We analyzed transcriptome data and out of a total 106 RNA-seq experiments, 318 samples, in which the expression abundances were normalized as TPM values. For RNA-seq experiments, we used a cutoff of |log2 FC| > 1.5 (FC, fold change) and p-value <0.05 to define differentially expressed genes between experiments. The 33,180 differentially expressed gene entries were extracted, representing Vibrio cholerae gene expression under 106 different experimental conditions. We performed gene co-expression analysis and experiment-experiment correlation analysis using an in-house Python script to calculate pearson’s correlation coefficients, spearman’s correlation coefficients, and p-value between genes and between experiments, separately. Pearson’s correlation coefficient have a greater statistical power than spearman’s coefficients, however which requires that the statistical data should conform to normal distribution. Transcriptome data tend to conform to negative binomial distribution, causing poor reliability of pearson’s correlation coefficient analysis. And if using spearman’s coefficients, the statistical power is not good. So we provided both spearman’s coefficients and pearson’s correlation coefficients for complementation on Mr.Vc v2 database. We used a cutoff of pearson or spearman >0.8 and p-value <0.05 to filter data of correlation, 270,129 gene–gene correlation entries and 11,990 experiment-experiment correlation entries were obtained. In order to make more comprehensive use of these two coefficients of correlation, we calculated their average value for users’ reference. In addition, we calculated the p-values using pearson’s and spearman’s coefficients, respectively, and then compared the calculated p-value, finally outputted the larger p-value (< 0.05) to page.
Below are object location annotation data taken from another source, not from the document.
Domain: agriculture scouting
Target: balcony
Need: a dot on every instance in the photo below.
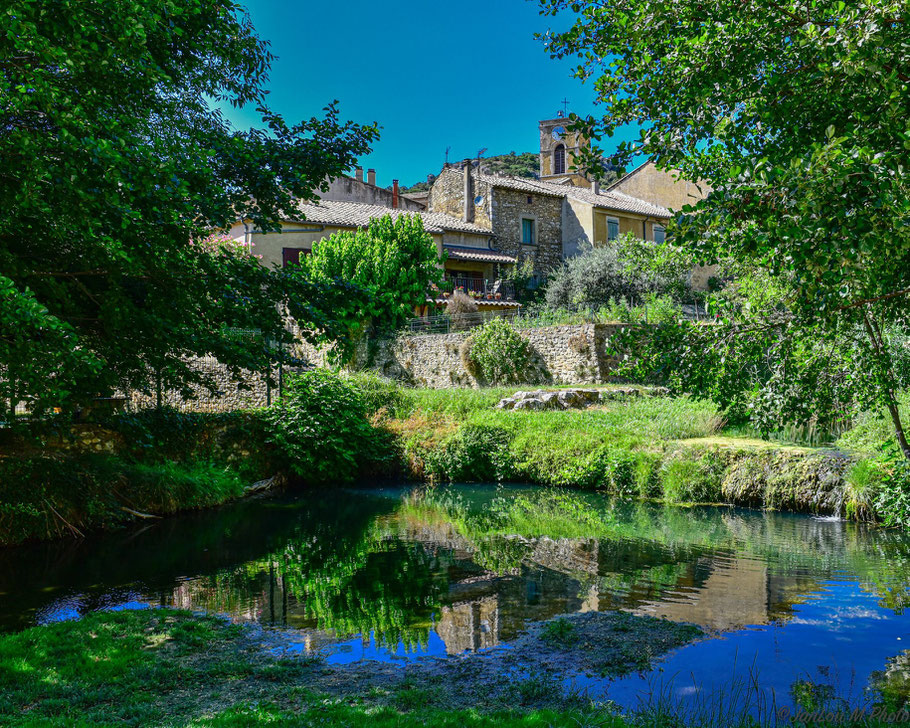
(481, 288)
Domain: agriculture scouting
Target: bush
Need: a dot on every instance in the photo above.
(380, 394)
(890, 487)
(499, 353)
(476, 453)
(322, 427)
(686, 480)
(462, 310)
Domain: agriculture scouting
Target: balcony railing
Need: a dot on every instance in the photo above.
(483, 286)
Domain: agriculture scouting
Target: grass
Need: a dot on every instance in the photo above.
(671, 448)
(170, 668)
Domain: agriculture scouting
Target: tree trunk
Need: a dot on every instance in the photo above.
(875, 337)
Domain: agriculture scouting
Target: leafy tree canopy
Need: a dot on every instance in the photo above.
(795, 114)
(117, 165)
(393, 261)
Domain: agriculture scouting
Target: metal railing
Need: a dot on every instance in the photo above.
(483, 286)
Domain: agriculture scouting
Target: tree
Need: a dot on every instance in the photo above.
(393, 261)
(627, 268)
(795, 114)
(117, 167)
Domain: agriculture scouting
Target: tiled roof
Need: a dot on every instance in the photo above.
(607, 199)
(461, 252)
(356, 214)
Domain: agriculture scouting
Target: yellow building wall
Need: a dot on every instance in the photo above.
(269, 246)
(661, 188)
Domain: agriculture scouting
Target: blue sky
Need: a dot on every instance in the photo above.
(436, 74)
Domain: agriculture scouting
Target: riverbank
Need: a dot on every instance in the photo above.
(165, 667)
(159, 667)
(634, 443)
(70, 481)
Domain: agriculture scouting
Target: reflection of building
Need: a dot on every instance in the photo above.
(534, 580)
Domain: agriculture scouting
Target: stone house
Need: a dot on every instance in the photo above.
(471, 259)
(551, 218)
(650, 184)
(356, 189)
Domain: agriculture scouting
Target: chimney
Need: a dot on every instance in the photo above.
(468, 192)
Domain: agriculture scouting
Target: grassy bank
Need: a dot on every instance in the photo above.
(169, 668)
(332, 429)
(672, 449)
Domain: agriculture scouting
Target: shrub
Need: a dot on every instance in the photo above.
(462, 310)
(862, 483)
(688, 480)
(627, 268)
(322, 427)
(890, 486)
(501, 355)
(380, 394)
(476, 453)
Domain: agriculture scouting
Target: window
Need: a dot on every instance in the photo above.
(559, 159)
(527, 232)
(612, 228)
(291, 256)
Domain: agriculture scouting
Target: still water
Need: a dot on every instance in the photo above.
(396, 574)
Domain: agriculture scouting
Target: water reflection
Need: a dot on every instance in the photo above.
(400, 573)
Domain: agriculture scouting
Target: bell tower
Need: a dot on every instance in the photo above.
(558, 148)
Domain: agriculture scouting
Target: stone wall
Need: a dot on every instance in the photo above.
(248, 391)
(562, 355)
(510, 207)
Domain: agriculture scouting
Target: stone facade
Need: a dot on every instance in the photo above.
(562, 355)
(510, 207)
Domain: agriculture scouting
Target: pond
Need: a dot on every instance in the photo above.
(397, 574)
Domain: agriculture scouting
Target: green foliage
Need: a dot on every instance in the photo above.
(803, 143)
(624, 269)
(46, 497)
(395, 261)
(688, 479)
(321, 426)
(500, 354)
(559, 632)
(475, 454)
(380, 395)
(123, 167)
(890, 495)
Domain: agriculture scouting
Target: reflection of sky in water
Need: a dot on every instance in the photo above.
(837, 639)
(74, 606)
(781, 592)
(346, 652)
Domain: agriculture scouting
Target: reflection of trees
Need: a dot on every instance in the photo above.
(386, 587)
(890, 688)
(651, 542)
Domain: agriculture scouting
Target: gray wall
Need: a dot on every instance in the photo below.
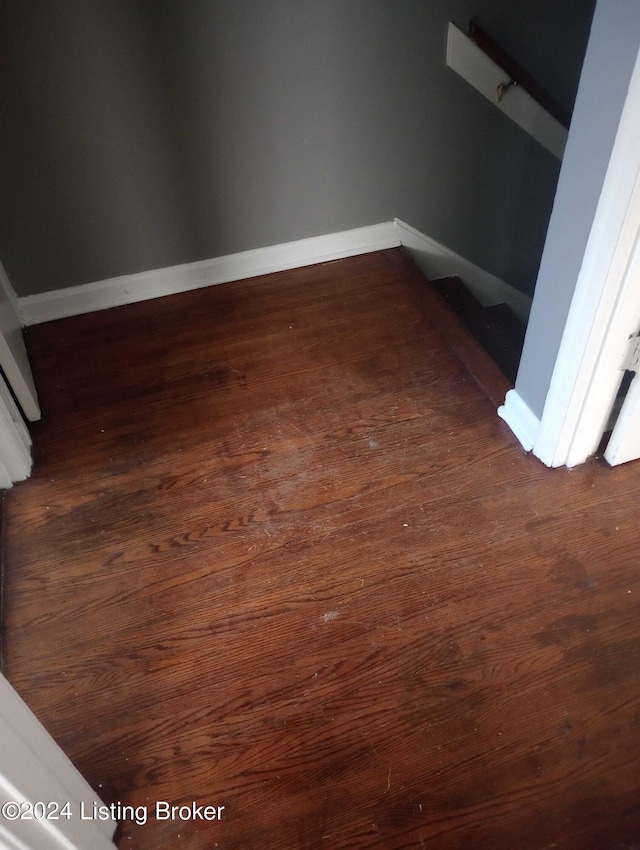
(608, 65)
(144, 133)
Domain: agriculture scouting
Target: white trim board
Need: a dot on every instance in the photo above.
(474, 66)
(605, 310)
(434, 259)
(117, 291)
(521, 419)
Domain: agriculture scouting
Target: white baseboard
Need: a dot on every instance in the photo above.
(520, 418)
(474, 66)
(434, 259)
(101, 295)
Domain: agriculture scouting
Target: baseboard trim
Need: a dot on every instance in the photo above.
(115, 292)
(521, 419)
(434, 259)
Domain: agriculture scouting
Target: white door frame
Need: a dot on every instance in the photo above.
(33, 769)
(604, 312)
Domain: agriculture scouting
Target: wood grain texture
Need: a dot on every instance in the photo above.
(280, 554)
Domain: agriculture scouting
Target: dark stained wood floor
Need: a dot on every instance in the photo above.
(279, 554)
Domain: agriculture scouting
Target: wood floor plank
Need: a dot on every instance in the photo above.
(280, 555)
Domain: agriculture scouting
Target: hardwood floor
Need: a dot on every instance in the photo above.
(280, 555)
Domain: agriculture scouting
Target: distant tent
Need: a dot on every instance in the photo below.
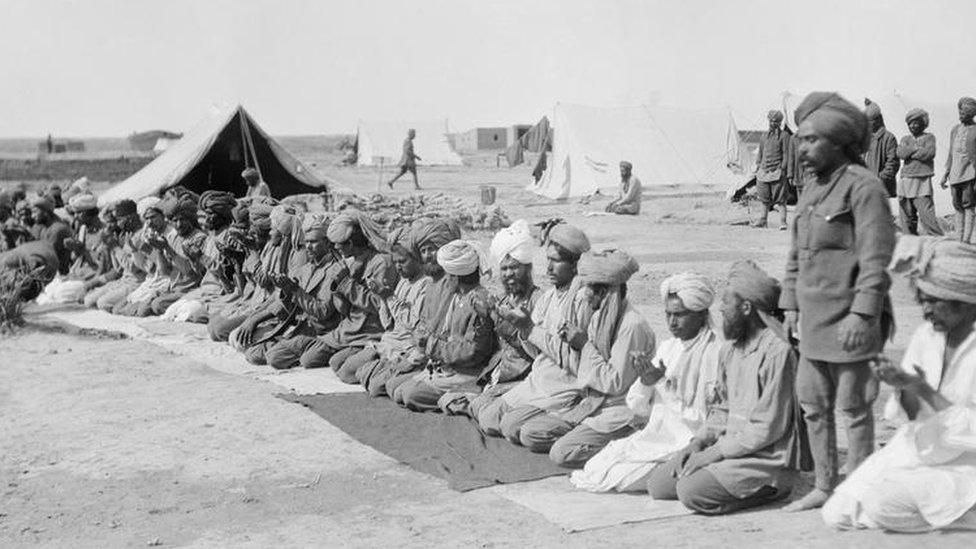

Propose of “Top 5% differentially expressed gene” hypothesis

During the analysis of Vibrio cholerae transcriptome data, we found that some genes tended to be differentially expressed in most experiments. These observations indicated multiple functions of genes. To seek out these potential genes and their biological significance, we proposed a hypothesis that 5% of genes in bacteria are active in most conditions, which defined as “Top 5% differentially expressed gene.” We calculated the numbers of the experimental condition of each gene when differentially expressed in experiments, and ranked the corresponding gene by the calculated number of experimental conditions. Then, we calculated the number of “Top 5% differentially expressed gene” in Vibrio cholerae that used the product of 0.05 and numbers of gene except for essential genes, which is stable in gene expression and less biological significance, in total obtained 161 genes. Finally, according to the ranking result, we regarded the top 161 genes as “Top 5% differentially expressed gene.” For more details of “Top 5% differentially expressed gene,” please go to “Help” page.¹¹

Database design and implementation

Mr.Vc v2 was designed as a relational database. All data were loaded into a MySQL database. The frontend of the website was coded using JavaScript and HTML, while the backend was coded using PHP with a Slim framework to support queries to the MySQL database and provide representational state transfer (REST) application programming interfaces (APIs) for programmable access to our data. The AngularJS framework was used to bride the front- and back-ends. Echarts.js and plotly.js used for visualizations at the front end. The website hosted on an Apache server.

Results and discussion

Overview of Mr.Vc v2

In Mr.Vc v2, we updated gene and operon annotation information, including 3,842 protein-coding genes, 98 tRNAs, 16 rRNA, 42 pseudo genes, 161 Top 5% differentially expressed genes, and 600 well-annotated operons. We also provided external links to public databases such as KEGG (Kanehisa et al., 2017), NCBI Entrez Gene,¹² OGEE (Cao et al., 2019), Uniprot (UniProt, Consortium, 2021) and MicrobesOnline to allow users to explore in more details of these genes and operons;

We analyzed 106 RNA-seq datasets and performed differentially expressed gene analysis, experiment-experiment correlation analysis, and gene co-expression analysis, in total obtaining 33,180 DEGs, 11,990 entries of experiment-experiment correlation, and 270,129 entries of gene co-expression. In addition, Mr.Vc v2 added 3 Tn-seq projects and 1,316 entries of experimentally validated interaction through public databases and text-mining analysis, including protein–protein interaction, protein-chemical signaling molecule interaction, TF-gene interaction, and Vibrio cholerae-virus interaction. All data shown in Table 1.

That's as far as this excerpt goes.